During a sneak peek dinner for select media held prior to the opening, I was able to try some of the dishes that Boutwood was still tweaking in time for this weekend’s opening. Ranging from snacks or small bites to bigger plates or entrees, and desserts, here are some of the highlights:
A fun way to start a meal at The Test Kitchen is to order a smattering of the snacks, starting with Today’s Bread which, on the day I went, happened to be freshly baked, whole wheat sourdough served with whipped butter topped with sunflower seeds.
The bread was paired with a selection of Boutwood’s housemade charcuterie or cured meats: his version of coppa (a traditional Italian and Corsican dry-cured meat made from pork neck) and a fennel and black pepper-spiced country-style salami. These are perfect snacks to enjoy with wine or an aperitif.
However, the snack that I am still dreaming of up to now is the Mojama, a 24-hour salt-cured tuna loin over squid ink toast, a brilliantly tasty match that I would definitely order again.

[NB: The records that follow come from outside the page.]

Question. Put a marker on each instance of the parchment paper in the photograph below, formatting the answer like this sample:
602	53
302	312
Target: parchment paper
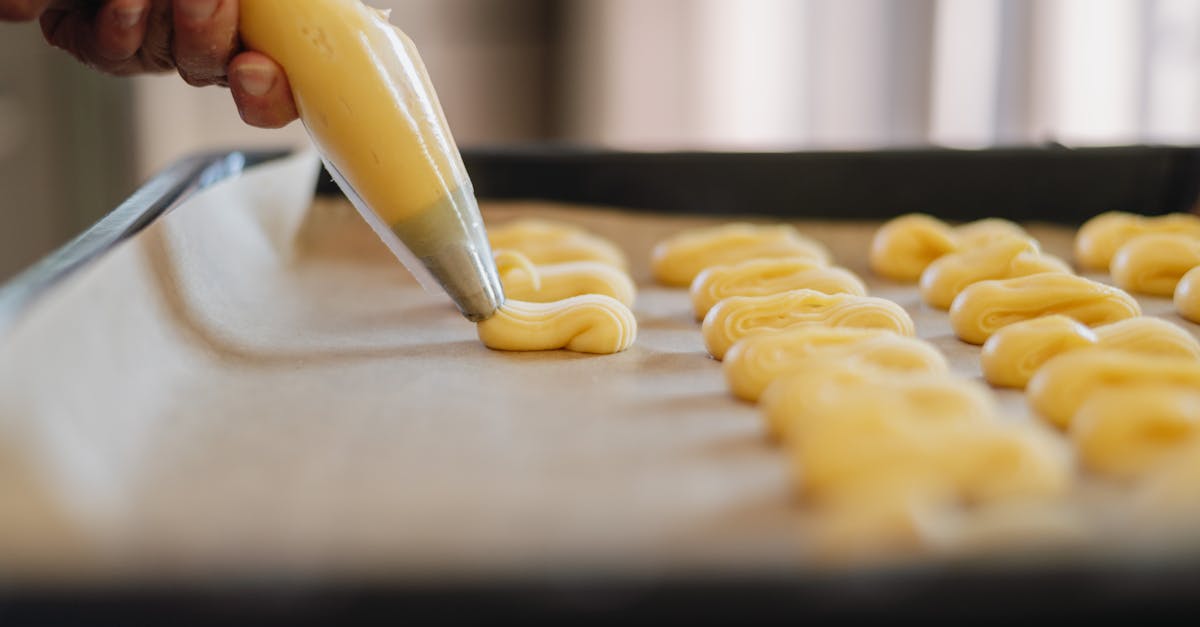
255	387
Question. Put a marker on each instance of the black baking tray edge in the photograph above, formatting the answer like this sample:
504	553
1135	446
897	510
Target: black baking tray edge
1033	184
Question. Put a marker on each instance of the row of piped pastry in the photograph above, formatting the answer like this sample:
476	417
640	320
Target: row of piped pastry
1126	387
564	288
876	427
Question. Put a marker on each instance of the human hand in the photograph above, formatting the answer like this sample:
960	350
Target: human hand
196	37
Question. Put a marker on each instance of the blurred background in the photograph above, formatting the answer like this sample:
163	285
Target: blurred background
736	75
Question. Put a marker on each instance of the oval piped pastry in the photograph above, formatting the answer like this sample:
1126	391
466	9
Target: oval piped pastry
1006	257
755	362
1057	390
1014	353
1146	335
737	317
1187	296
545	242
546	284
1155	263
904	246
1128	430
589	323
792	402
678	260
987	306
769	276
1101	237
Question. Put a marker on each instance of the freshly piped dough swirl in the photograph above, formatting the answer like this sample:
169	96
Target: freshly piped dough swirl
1017	352
910	434
811	388
904	246
678	260
1155	263
1006	257
1126	431
546	284
1187	296
1066	382
587	323
1101	237
737	317
545	242
988	306
769	276
755	362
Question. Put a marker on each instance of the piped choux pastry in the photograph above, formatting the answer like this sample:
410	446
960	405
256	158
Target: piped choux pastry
904	246
1153	263
1065	383
791	401
589	323
769	276
1187	296
873	440
546	284
1014	354
1007	257
755	362
1127	430
677	261
988	306
1101	237
545	242
737	317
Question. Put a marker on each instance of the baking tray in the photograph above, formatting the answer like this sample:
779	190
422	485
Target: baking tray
875	185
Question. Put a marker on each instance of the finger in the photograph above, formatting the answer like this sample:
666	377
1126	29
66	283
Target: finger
262	91
120	28
22	10
205	39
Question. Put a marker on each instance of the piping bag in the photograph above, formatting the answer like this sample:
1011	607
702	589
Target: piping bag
366	101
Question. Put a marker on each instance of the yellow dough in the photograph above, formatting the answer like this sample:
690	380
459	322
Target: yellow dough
1155	263
589	323
1006	257
678	260
1127	430
546	242
546	284
365	97
814	388
874	439
755	362
904	246
769	276
1146	335
737	317
1014	353
1068	381
1187	296
1101	237
988	306
987	231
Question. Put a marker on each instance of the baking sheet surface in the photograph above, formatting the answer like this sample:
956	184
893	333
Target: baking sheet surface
255	386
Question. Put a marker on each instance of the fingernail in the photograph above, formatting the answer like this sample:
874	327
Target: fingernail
197	10
129	17
256	79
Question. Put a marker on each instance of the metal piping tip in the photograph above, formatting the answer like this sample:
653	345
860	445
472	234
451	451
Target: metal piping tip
471	279
451	243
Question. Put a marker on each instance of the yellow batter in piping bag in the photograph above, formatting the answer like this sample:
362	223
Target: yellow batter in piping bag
364	95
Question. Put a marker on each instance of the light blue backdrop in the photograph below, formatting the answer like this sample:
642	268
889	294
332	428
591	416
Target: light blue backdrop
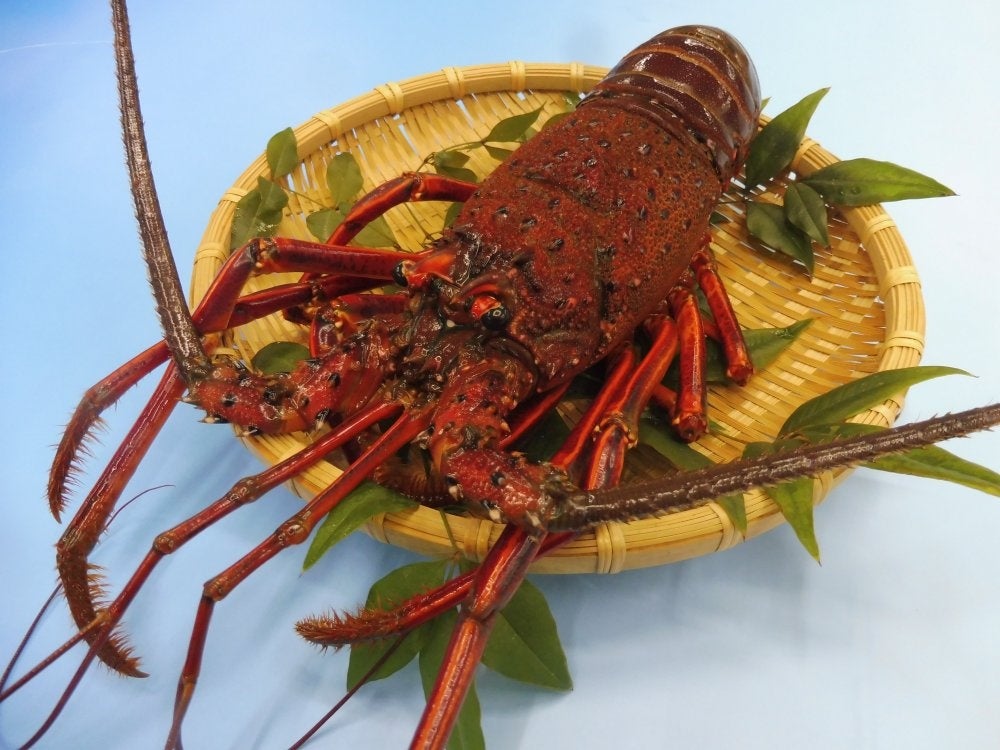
891	643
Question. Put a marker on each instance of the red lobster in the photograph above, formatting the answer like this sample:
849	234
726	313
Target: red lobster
595	230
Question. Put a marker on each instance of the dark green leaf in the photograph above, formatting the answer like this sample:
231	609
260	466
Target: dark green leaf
656	435
468	731
794	499
322	223
525	644
394	588
258	213
763	344
804	208
545	438
862	182
376	234
365	502
767	223
282	154
343	178
766	344
459	173
450	158
933	462
500	154
279	356
512	128
775	145
554	119
452	213
852	398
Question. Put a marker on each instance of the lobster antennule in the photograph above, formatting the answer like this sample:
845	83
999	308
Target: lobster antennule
693	78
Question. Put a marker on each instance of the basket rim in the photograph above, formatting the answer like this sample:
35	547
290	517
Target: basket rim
615	546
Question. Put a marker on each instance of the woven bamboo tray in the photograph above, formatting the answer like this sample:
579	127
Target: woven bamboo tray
864	299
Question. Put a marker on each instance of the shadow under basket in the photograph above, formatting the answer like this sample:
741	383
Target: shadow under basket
863	298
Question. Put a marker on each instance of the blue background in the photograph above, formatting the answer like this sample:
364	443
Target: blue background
891	643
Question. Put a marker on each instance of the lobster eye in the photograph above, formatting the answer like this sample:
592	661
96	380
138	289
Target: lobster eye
496	318
398	274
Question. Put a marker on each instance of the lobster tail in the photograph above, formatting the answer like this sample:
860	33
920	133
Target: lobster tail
695	78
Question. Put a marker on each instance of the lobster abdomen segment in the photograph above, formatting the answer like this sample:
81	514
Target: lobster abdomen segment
610	207
698	77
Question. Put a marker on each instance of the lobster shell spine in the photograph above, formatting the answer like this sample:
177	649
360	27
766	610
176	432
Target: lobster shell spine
695	78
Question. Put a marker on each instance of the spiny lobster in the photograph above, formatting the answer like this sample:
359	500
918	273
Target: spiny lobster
507	305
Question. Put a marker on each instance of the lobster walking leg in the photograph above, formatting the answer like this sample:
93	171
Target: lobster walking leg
292	532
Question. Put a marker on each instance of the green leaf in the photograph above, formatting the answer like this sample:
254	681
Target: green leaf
545	438
366	501
500	154
279	356
376	234
930	462
468	731
804	208
394	588
322	223
512	128
766	344
775	145
657	436
933	462
282	153
852	398
343	178
258	213
763	344
452	213
862	182
450	158
525	645
794	499
459	173
767	223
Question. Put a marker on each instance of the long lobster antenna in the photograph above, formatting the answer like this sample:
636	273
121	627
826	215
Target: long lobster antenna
179	331
691	489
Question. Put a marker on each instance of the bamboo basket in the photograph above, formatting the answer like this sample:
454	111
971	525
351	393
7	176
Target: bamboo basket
864	299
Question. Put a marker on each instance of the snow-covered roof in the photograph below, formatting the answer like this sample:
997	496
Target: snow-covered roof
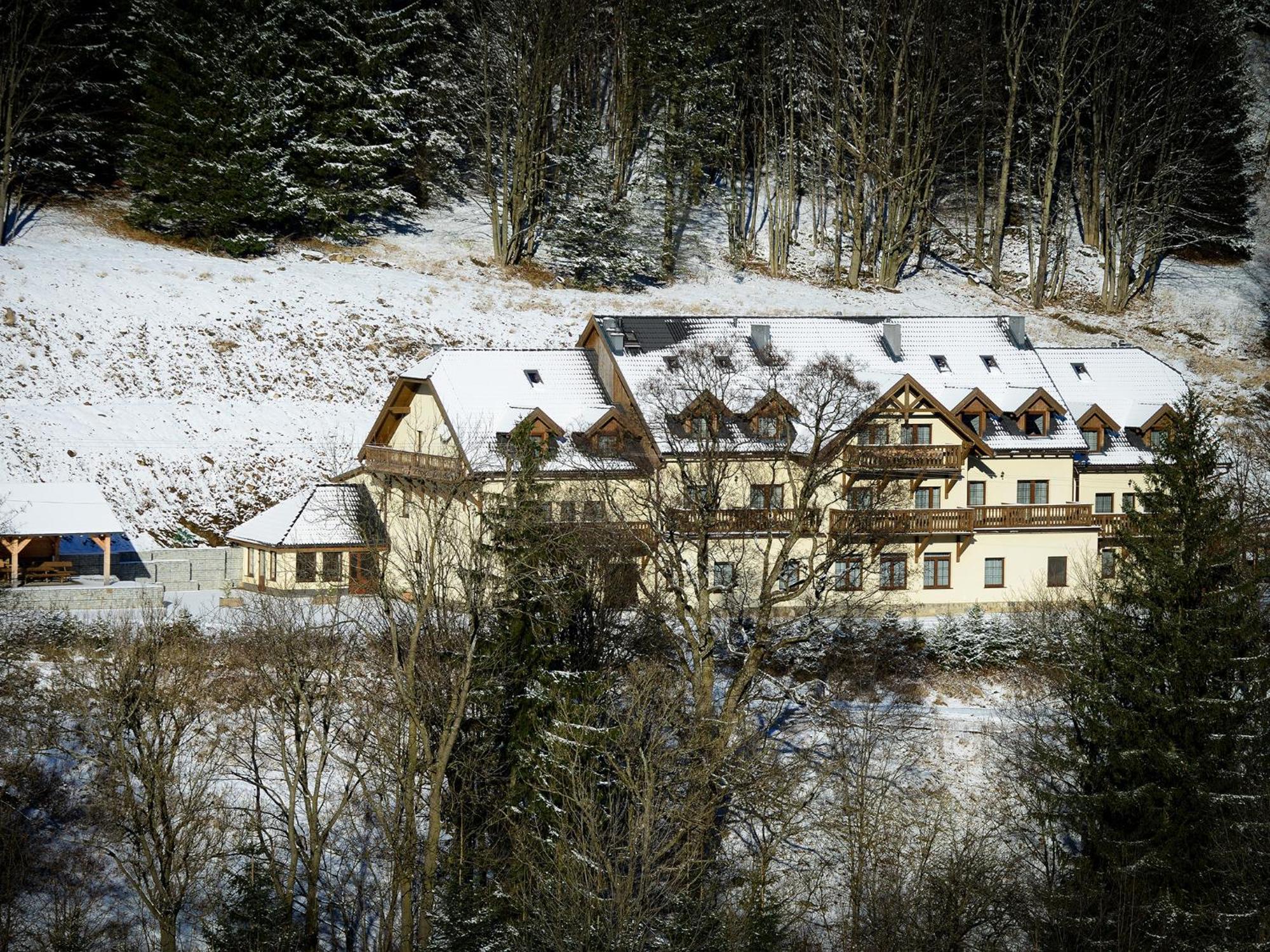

Among the bigger starters or appetizers, I enjoyed the lightly-cured Pacific Yellowtail with zucchini ribbons, seasoned with kimchi and red miso emulsion (make sure to eat each bite with this sauce), along with Boutwood’s fun ode to breakfast cereal, comprised of barley, puffed rice, popped sorghum seasoned with abalone.
Among the mains, Boutwood’s Wagyu strip loin, cooked medium rare, with horseradish and oxtail, together with his perfectly cooked Sea Bass with fennel and green pea didn’t disappoint.
We ended the night with two light and refreshing desserts, first with a burnt white chocolate charmer topped with chards of meringue, followed by a juniper-flavored Panna Cotta topped with very sexy, thinly sliced grapes. Kudos to the knife skills of the ones who sliced those grapes!
Starting this November 15, The Test Kitchen serves dinner every day except Monday from 6 pm onwards, and will eventually add a lunch service. Expect a weekend brunch service in early 2020.